Go, dumb-born book,
Tell her that sang me once that song of Lawes;
Hadst thou but song
As thou hast subjects known,
Then were there cause in thee that should condone
Even my faults that heavy upon me lie
And build her glories their longevity.
- Well first thing's first: the French word "envoi" means an "envoy" or a sort of afterthought to a poem or book of poetry. So Pound is signaling to us that he's going to wrap up his thinking about the modern world, at least when it comes to Part One of "Mauberley."
- So now, Pound is saying "Go, dumb-born book." Dumb here probably refers to being unable to speak, but it could also mean stupid. So Pound might not be totally optimistic about what this poem is going to achieve.
- Next, Pound is asking his poem to deliver a message to a woman that once sang a song to him by an English composer named Henry Lawes. Pound wants this woman to know that he wishes she had "song/ As thou hast subjects known." In other words, Pound wishes the woman had known as much about beautiful singing as she'd know about "subjects," which here might refer to meaningless trivia. In this case, Pound might be mocking modern educated women, who might know a lot about many subjects, but have no clue how to be beautiful. And yes, that's kind of sexist.
- In the last three lines, Pound says that if the woman truly knew beauty, she'd be able to "condone" or put a stamp of approval on all of Pound's faults that lie "heavy upon him." Further, the woman would be able to build her own "glories" in their longevity.

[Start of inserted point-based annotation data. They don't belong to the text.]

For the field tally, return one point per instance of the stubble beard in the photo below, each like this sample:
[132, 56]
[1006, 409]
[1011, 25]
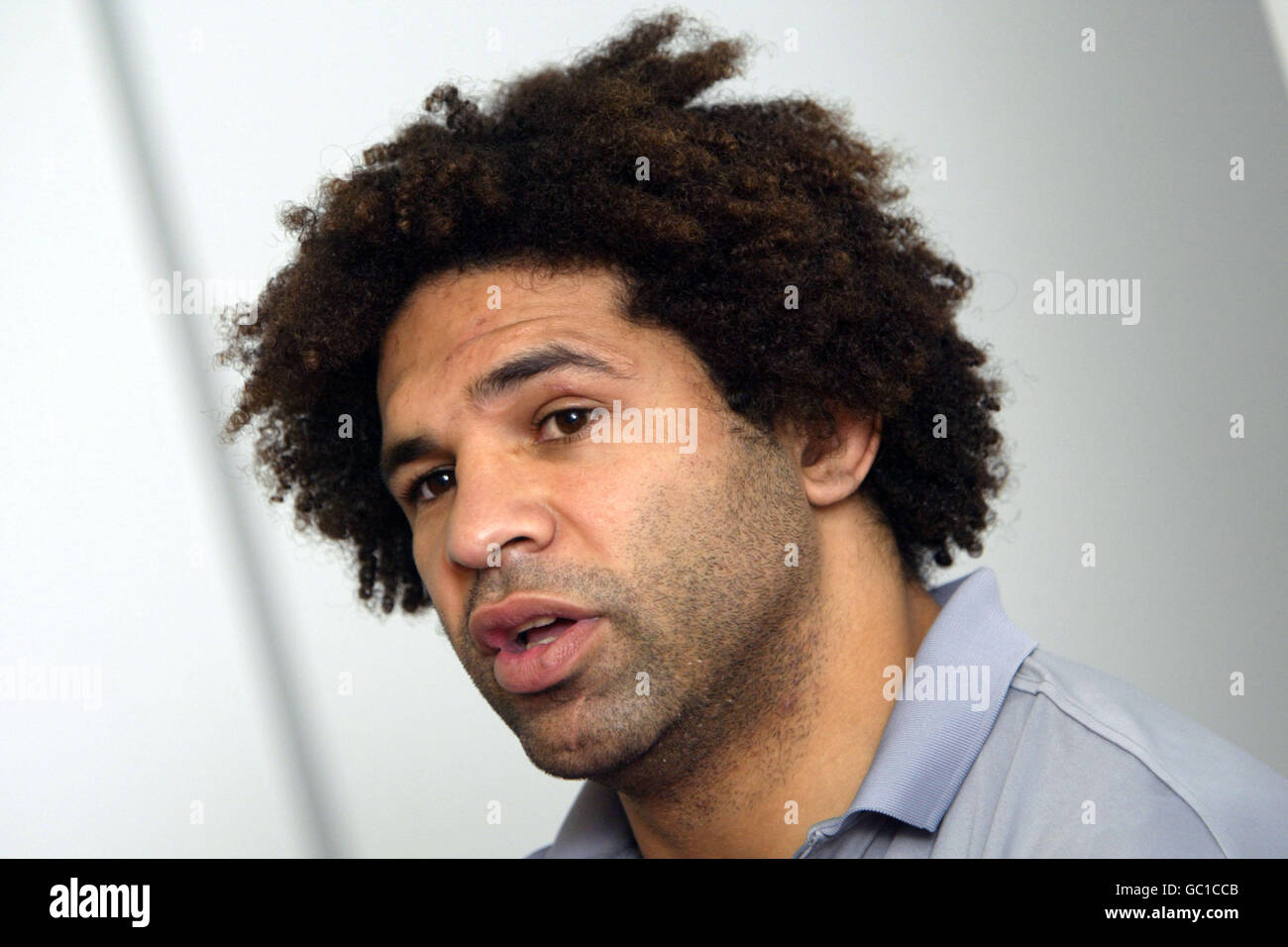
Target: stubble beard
[711, 615]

In other words, the woman would be like a woman from Greek myth, and her beauty and "glories" would be celebrated long after she'd grown old and wrinkled.
Tell her that sheds
Such treasure in the air,
Recking naught else but that her graces give
Life to the moment,
I would bid them live
As roses might, in magic amber laid,
Red overwrought with orange and all made
One substance and one colour
- Next, Pound describes the woman as shedding "treasure in the air." Just think about that for a second. It's kind of like the way a beautiful song works, right? It exists totally in the moment, and disappears when people's breath comes out of their bodies into the air.

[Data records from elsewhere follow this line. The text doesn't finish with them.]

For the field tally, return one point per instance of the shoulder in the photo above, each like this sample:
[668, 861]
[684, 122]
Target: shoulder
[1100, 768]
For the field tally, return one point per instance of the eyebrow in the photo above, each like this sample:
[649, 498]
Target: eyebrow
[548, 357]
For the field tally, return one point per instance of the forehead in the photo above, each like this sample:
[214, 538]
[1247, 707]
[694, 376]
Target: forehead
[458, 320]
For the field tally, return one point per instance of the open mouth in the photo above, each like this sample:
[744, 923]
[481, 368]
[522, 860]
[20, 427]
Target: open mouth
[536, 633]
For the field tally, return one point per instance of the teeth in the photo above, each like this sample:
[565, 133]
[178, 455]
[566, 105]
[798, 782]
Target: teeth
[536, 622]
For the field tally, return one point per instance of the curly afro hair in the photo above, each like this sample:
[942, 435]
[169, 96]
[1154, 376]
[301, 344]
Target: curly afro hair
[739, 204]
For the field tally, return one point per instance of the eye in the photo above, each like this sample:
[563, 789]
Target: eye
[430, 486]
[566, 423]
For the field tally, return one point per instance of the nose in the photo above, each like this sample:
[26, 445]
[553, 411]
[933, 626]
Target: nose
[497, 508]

- On line 227, the word "Recking" means having concern for something. So Pound says that the female singer doesn't care about anything other than making her song beautiful so it can give life "to the moment" before it disappears into the air. In this sense, Pound is willing to admit the song is beautiful, but he wishes it was something that could last longer.

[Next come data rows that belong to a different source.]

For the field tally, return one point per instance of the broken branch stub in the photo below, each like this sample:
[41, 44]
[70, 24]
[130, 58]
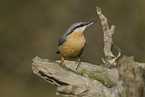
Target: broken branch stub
[110, 58]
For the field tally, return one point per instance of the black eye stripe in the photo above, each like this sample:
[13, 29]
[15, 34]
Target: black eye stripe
[81, 25]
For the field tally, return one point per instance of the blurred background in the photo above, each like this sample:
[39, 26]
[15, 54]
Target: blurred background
[30, 28]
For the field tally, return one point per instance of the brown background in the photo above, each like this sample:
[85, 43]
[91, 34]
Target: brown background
[30, 28]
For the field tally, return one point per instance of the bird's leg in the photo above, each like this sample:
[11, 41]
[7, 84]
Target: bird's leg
[78, 62]
[62, 60]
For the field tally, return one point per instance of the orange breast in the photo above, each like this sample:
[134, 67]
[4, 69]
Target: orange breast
[73, 46]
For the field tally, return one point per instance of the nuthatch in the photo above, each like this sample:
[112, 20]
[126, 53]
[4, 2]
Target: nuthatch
[72, 42]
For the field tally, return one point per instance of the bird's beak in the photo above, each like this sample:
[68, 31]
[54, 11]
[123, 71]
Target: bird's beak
[90, 23]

- That's why in lines 229-233, Pound says he wishes that he could take the woman's singing and seal it in amber to keep it preserved forever, the way people sometimes do with roses. For those of you who haven't seen Jurassic Park, amber or hardened tree sap is really good at preserving stuff. The symbol of the rose sealed in amber helps show Pound's desire for art to create something beautiful that isn't just for modern audiences, but that can stay beautiful for centuries, "Braving time" like Greek myth.
Tell her that goes
With song upon her lips
But sings not out the song, nor knows
The maker of it, some other mouth,
May be as fair as hers,
Might, in new ages, gain her worshippers,
When our two dusts with Waller's shall be laid,
Siftings on siftings in oblivion,
Till change hath broken down
All things save Beauty alone.
- Pound is still telling his poem what he wants the symbolic singing woman to know. He says that he wants the woman to know that even though she doesn't know the person who wrote the song she's singing, it's the beauty of the song that matters. You can basically see the meaning of this stanza if you jump ahead to the last two lines right away, which talk about time and change eroding or breaking down everything except Beauty. The fact that Beauty is spelled with a capital B shows that Pound thinks it's something bigger than any one person, almost like a god.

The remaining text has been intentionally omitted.